Other technical advances include “hot start”
systems and automatic cycling systems make DNA copying extremely
specific and precise. As in other areas of the life sciences, PCR can
also be miniaturized, making the technology even more accessible. The
development of PCR technology today can be described as a continual
process of overcoming the technical challenges with efficient
solutions.
Going ahead, PCR will be used to find genetic constellation that are
susceptible or resistant to certain diseases. It will also help define
which drugs and dosages will be optimal for us.
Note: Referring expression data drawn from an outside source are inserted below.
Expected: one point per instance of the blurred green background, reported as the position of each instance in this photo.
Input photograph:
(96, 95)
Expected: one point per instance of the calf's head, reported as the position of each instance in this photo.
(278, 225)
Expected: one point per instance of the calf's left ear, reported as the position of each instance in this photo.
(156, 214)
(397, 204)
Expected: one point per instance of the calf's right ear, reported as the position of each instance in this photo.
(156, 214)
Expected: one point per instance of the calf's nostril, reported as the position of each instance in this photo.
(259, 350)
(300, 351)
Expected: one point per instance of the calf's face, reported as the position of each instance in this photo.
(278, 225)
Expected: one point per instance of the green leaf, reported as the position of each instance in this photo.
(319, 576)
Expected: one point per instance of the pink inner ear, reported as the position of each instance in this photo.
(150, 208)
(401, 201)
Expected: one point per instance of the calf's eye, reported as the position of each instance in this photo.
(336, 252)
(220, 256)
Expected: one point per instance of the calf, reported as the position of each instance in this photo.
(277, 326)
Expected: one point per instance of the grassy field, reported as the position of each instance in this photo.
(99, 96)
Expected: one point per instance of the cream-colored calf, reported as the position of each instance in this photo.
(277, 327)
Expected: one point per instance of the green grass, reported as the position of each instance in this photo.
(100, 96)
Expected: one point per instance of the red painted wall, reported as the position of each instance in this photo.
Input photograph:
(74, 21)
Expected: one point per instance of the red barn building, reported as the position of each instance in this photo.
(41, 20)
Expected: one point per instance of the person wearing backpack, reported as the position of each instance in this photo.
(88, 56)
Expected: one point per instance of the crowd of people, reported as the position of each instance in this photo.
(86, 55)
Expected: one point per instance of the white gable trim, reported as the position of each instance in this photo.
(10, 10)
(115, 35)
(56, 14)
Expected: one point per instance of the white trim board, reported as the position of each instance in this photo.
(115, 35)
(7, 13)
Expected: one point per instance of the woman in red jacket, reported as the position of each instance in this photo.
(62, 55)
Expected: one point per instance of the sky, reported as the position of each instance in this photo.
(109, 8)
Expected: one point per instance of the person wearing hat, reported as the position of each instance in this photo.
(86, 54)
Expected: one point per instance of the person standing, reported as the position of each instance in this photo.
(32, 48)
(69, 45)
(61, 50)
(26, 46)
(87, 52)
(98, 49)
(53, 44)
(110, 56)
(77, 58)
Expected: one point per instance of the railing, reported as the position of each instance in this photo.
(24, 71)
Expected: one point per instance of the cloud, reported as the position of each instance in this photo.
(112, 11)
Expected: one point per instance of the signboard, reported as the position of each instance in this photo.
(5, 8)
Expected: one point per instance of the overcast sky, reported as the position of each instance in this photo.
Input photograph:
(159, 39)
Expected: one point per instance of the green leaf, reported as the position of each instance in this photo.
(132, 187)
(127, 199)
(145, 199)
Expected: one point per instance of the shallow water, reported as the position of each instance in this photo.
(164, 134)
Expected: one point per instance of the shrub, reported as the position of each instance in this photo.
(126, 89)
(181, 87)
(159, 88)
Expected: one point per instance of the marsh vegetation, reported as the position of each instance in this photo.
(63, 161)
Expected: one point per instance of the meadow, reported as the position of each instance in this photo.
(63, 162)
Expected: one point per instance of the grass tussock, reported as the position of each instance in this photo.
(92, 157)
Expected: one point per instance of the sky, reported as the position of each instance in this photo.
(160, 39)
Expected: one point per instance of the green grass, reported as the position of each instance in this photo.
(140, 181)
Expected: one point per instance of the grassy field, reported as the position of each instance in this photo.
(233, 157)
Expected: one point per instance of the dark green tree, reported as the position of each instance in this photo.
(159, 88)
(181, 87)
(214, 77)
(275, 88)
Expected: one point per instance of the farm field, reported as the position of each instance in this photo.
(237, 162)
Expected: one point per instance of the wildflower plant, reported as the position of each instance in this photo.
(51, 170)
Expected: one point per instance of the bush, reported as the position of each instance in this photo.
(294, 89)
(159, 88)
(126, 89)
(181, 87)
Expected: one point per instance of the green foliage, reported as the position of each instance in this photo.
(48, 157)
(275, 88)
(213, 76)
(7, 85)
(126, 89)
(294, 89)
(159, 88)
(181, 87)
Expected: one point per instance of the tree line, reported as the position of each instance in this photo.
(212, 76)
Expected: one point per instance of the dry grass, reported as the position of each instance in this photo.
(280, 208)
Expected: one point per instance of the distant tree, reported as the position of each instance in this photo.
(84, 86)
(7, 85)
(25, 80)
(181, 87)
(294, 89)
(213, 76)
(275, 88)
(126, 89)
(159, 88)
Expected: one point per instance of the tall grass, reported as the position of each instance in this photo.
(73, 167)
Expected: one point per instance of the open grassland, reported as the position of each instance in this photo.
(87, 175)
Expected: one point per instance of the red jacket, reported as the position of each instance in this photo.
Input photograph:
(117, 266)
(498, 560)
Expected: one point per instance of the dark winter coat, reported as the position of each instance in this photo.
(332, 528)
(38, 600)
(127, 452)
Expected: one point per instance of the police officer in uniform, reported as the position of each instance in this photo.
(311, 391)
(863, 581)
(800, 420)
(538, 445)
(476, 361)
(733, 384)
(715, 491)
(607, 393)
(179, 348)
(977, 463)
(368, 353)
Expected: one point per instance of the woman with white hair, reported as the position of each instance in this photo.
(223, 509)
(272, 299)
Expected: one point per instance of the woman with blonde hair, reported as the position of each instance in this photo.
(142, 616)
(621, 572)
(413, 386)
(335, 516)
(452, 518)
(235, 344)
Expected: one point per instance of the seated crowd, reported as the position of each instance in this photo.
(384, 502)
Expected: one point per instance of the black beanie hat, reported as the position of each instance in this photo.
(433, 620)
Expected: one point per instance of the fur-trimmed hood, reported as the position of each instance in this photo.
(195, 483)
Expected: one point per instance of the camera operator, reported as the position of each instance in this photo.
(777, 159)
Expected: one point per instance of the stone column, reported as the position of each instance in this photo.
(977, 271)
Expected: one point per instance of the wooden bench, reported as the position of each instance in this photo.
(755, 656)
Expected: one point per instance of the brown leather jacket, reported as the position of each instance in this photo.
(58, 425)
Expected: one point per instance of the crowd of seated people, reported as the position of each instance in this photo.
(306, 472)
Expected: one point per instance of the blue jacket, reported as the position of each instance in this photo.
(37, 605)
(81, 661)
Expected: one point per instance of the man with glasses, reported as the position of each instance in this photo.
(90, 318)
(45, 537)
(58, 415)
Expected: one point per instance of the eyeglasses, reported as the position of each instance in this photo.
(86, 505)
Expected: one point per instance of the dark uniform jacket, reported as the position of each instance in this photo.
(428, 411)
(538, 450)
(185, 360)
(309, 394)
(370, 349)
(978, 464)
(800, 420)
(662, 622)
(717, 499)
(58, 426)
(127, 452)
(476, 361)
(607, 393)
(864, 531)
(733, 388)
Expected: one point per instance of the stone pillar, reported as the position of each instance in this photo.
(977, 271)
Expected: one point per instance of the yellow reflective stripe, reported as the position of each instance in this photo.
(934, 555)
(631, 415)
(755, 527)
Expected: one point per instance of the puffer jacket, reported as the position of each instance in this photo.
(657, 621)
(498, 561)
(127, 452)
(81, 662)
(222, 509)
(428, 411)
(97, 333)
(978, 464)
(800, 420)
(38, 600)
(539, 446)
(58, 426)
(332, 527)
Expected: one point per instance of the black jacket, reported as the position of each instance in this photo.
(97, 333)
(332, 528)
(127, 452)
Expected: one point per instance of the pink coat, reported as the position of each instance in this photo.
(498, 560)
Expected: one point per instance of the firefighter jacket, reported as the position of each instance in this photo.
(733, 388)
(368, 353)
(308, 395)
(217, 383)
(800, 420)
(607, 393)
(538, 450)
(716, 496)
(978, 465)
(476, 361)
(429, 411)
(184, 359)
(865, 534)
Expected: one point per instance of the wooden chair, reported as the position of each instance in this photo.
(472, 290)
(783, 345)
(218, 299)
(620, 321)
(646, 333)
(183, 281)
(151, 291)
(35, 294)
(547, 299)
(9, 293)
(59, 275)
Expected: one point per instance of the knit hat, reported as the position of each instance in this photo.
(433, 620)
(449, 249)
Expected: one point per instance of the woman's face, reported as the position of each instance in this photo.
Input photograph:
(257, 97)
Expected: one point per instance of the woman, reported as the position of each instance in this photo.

For example, K-RAS is a gene that codes for a protein that plays an
important role in the epidermal growth factor receptor (EGFR) pathway
– a complex signaling cascade that is involved in the
development and progression of cancer.
The K-RAS gene is a defining factor in looking at whether a patient
with colorectal cancer can benefit from EGFR inhibitors, a therapy
which prevents growth signals from entering the cells, thus stunting
the growth of the tumor. Patients with a mutated K-RAS gene (35-45% of
metastatic colorectal cancer patients) do not benefit from certain EGFR
inhibitors like Erbitux.
Recent studies in non-small cell lung cancer have shown that some
patients carry somatic mutations in the EGFR gene. These mutations may
correlate with responsiveness to the EGFR tyrosine kinase inhibitors,
with some mutations having a sensitizing effect and others being linked
to resistance.
More and more complex disease mechanism will be understood which are
often polygenetic in nature. They will help us to screen high risk,
prognosticate disease and optimize treatment, for eg, in various forms
of cancer and metabolic disease. This can be done using PCR or
microarrays.
In few years from now, a genome would probably cost as low as $1,000,
thereby facilitating individualized treatment and personalized
healthcare with PCR technologies. This also will bring about better
understanding of epigenetic phenomena, which represent modifications of
the genetic sequences by methylation.
Genomics will not only continue to develop into a routine technology
but also a cutting edge tool to new areas of biology.